É um capítulo de despedidas: a tia Dada volta para
Portugal, as aulas acabam, alguns alunos se mudam, os professores voltam para
Cuba, um dos personagens próximos ao protagonista morre e, também, a guerra
civil termina. Tudo isso é captado e descrito liricamente por Ndalu, de forma
simples e poética, cheia de imagens, sinestesias e reflexões.
Enfim, Bom dia
camaradas é um excelente livro, que se propõe a mostrar a África e a Angola
de uma forma diferente da que é mostrada na mídia (somente a pobreza). É um
texto que mostra as necessidades do país, a guerra, a violência e o
autoritarismo, mas mostra a luta, a busca por identidade, a mudança, a ingenuidade
e a esperança do povo; um bom dia através
das crianças. É uma obra recomendada a todos os interessados em Literatura (não
especificamente a Africana de expressões portuguesas), que buscam conhecer e
aprender sobre outras culturas, agora sim, especificamente, a africana (que,
aliás, tem muito a ver com a brasileira).

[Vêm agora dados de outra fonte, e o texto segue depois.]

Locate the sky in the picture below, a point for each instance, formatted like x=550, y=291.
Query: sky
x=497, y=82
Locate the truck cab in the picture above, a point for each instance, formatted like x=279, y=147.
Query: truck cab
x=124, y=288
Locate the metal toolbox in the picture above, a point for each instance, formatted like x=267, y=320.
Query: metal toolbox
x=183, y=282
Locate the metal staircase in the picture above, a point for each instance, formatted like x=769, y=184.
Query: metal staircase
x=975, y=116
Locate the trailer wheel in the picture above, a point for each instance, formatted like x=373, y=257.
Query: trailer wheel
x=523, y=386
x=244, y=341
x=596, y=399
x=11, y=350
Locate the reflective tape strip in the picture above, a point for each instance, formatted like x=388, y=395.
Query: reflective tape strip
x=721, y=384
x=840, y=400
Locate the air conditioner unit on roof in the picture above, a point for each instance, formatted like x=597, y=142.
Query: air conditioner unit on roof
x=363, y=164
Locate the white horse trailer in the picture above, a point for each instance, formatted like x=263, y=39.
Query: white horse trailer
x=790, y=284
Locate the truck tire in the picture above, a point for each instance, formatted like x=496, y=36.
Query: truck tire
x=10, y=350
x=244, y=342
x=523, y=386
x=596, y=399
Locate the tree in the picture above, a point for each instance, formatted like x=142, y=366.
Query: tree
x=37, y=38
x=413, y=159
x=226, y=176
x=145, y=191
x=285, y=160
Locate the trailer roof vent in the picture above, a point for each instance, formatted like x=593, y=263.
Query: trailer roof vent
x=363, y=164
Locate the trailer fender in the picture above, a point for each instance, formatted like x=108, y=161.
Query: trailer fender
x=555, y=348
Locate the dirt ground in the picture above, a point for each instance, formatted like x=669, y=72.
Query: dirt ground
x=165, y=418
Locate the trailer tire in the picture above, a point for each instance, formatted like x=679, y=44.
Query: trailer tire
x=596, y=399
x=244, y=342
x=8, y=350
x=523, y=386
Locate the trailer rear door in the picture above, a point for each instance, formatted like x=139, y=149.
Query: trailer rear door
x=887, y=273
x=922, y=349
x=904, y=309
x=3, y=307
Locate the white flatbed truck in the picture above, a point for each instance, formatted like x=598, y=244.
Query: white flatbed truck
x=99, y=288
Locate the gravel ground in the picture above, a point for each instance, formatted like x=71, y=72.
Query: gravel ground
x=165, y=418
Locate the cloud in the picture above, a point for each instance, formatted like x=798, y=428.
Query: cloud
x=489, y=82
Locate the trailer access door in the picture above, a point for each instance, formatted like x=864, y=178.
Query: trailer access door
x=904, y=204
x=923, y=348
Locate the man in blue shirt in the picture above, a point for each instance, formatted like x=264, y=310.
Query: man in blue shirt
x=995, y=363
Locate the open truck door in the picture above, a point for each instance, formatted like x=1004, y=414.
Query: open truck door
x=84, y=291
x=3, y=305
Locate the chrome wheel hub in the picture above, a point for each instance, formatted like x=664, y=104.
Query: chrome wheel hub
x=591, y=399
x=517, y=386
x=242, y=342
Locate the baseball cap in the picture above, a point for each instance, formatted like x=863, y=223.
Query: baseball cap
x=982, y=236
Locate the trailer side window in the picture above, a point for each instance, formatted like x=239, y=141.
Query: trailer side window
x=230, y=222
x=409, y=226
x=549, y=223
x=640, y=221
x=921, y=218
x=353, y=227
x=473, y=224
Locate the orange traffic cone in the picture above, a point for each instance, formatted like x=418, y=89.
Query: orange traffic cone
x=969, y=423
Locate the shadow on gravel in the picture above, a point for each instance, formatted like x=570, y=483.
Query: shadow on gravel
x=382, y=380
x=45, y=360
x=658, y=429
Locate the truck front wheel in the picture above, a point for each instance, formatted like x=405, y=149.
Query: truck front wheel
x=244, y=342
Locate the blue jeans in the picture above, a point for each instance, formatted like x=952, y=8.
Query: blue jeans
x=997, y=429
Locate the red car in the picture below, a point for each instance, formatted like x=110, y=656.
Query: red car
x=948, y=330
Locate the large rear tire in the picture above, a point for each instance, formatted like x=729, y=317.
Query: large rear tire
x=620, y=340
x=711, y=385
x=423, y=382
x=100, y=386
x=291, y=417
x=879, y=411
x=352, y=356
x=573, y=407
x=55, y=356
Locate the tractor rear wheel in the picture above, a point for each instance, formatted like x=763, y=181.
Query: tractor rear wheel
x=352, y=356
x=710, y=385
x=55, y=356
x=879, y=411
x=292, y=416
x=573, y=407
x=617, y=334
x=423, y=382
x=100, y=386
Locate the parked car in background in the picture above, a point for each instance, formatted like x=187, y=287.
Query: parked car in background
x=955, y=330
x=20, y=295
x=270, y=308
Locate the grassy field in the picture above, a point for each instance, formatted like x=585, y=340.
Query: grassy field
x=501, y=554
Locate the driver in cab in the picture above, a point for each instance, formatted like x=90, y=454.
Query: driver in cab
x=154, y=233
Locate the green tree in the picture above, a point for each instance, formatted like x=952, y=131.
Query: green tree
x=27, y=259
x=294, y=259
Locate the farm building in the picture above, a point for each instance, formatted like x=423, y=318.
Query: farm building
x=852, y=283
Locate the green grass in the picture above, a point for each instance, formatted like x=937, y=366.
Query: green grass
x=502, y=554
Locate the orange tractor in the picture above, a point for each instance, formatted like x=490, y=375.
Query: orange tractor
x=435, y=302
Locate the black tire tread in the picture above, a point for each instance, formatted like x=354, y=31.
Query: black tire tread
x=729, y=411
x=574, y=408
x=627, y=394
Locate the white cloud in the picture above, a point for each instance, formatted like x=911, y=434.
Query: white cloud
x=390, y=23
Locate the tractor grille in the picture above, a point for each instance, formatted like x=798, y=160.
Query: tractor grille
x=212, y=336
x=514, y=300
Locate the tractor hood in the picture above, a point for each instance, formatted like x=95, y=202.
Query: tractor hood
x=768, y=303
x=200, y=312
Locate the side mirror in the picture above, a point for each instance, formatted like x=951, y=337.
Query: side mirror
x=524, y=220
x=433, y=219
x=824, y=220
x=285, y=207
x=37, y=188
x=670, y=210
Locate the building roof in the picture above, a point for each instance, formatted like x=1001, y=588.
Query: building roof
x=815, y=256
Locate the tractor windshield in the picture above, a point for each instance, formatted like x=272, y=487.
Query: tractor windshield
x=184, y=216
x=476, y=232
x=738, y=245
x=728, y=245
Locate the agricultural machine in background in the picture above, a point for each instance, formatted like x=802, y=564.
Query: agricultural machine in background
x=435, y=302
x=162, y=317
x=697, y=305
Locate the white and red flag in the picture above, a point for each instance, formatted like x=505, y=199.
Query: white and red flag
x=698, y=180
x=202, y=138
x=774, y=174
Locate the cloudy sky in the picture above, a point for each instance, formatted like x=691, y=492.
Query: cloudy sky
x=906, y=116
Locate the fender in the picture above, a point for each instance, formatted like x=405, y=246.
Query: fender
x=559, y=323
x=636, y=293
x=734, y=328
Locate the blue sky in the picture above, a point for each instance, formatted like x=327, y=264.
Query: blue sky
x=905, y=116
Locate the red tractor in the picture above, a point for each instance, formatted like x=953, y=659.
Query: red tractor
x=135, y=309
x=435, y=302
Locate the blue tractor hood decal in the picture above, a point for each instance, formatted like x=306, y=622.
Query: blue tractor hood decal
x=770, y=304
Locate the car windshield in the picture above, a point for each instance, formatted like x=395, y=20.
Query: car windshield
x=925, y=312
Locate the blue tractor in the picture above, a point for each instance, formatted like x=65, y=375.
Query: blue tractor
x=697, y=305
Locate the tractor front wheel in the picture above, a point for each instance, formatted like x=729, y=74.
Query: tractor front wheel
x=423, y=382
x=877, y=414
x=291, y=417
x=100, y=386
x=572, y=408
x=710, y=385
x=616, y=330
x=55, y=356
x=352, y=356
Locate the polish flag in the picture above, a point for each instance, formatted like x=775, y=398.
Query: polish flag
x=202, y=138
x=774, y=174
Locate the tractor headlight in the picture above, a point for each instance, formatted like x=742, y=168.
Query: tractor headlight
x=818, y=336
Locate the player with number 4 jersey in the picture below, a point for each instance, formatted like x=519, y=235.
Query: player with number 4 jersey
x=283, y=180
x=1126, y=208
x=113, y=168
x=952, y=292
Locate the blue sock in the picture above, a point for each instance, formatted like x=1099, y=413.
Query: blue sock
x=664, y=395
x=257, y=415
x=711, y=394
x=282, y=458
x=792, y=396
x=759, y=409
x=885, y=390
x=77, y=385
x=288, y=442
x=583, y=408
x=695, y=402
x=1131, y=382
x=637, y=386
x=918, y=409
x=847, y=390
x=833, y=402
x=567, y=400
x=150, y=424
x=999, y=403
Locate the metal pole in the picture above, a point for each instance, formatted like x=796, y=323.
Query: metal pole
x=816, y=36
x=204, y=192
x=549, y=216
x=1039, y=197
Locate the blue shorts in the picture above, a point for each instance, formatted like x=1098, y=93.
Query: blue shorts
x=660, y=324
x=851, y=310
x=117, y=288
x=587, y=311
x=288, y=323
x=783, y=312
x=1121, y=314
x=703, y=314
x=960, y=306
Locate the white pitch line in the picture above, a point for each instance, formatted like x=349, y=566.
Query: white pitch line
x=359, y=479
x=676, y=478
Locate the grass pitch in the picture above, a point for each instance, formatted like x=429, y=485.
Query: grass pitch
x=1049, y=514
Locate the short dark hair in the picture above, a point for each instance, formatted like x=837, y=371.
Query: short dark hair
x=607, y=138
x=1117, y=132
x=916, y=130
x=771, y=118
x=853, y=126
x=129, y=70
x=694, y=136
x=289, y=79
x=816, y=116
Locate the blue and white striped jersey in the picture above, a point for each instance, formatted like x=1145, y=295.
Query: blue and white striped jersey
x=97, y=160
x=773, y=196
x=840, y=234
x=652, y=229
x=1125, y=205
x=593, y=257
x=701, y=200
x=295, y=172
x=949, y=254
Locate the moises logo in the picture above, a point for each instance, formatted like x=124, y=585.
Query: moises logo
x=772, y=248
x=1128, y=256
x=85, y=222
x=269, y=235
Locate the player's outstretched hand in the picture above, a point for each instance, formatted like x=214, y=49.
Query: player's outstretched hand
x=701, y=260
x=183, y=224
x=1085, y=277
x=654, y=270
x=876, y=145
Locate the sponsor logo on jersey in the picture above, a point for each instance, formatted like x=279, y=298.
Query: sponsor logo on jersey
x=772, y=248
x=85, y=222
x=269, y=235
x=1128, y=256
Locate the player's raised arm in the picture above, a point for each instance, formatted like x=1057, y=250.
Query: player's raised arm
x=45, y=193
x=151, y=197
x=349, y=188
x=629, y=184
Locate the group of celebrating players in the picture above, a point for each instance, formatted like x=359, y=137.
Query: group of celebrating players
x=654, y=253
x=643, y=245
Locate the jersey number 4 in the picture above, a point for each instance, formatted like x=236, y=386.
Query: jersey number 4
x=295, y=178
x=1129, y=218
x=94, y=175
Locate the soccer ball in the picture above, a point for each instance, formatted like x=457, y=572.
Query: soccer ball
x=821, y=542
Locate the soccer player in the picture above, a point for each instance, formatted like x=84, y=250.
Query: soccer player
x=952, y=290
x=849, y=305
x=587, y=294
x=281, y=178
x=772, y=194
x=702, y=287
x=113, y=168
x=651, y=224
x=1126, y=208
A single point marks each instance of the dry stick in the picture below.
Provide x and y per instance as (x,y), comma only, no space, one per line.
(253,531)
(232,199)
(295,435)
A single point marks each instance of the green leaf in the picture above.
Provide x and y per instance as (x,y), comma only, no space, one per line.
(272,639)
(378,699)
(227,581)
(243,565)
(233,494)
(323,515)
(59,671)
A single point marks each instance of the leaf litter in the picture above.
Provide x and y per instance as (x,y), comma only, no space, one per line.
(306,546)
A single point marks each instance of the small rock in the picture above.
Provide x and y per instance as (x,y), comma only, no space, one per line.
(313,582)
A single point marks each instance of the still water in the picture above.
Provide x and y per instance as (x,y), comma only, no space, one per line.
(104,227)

Ndalu de Almeida, mais conhecido como Ondjaki, é um sociólogo,
poeta e escritor angolano, nascido em 1977. Vencedor de vários prêmios
literários, entre as suas maiores obras estão Os da minha rua (2007) e Os
transparentes (2012). Atualmente, mora no Rio de Janeiro.
Antônio Carlos da Silva Siqueira Júnior é estudante do
curso de Letras, em IESA, Santo André – SP.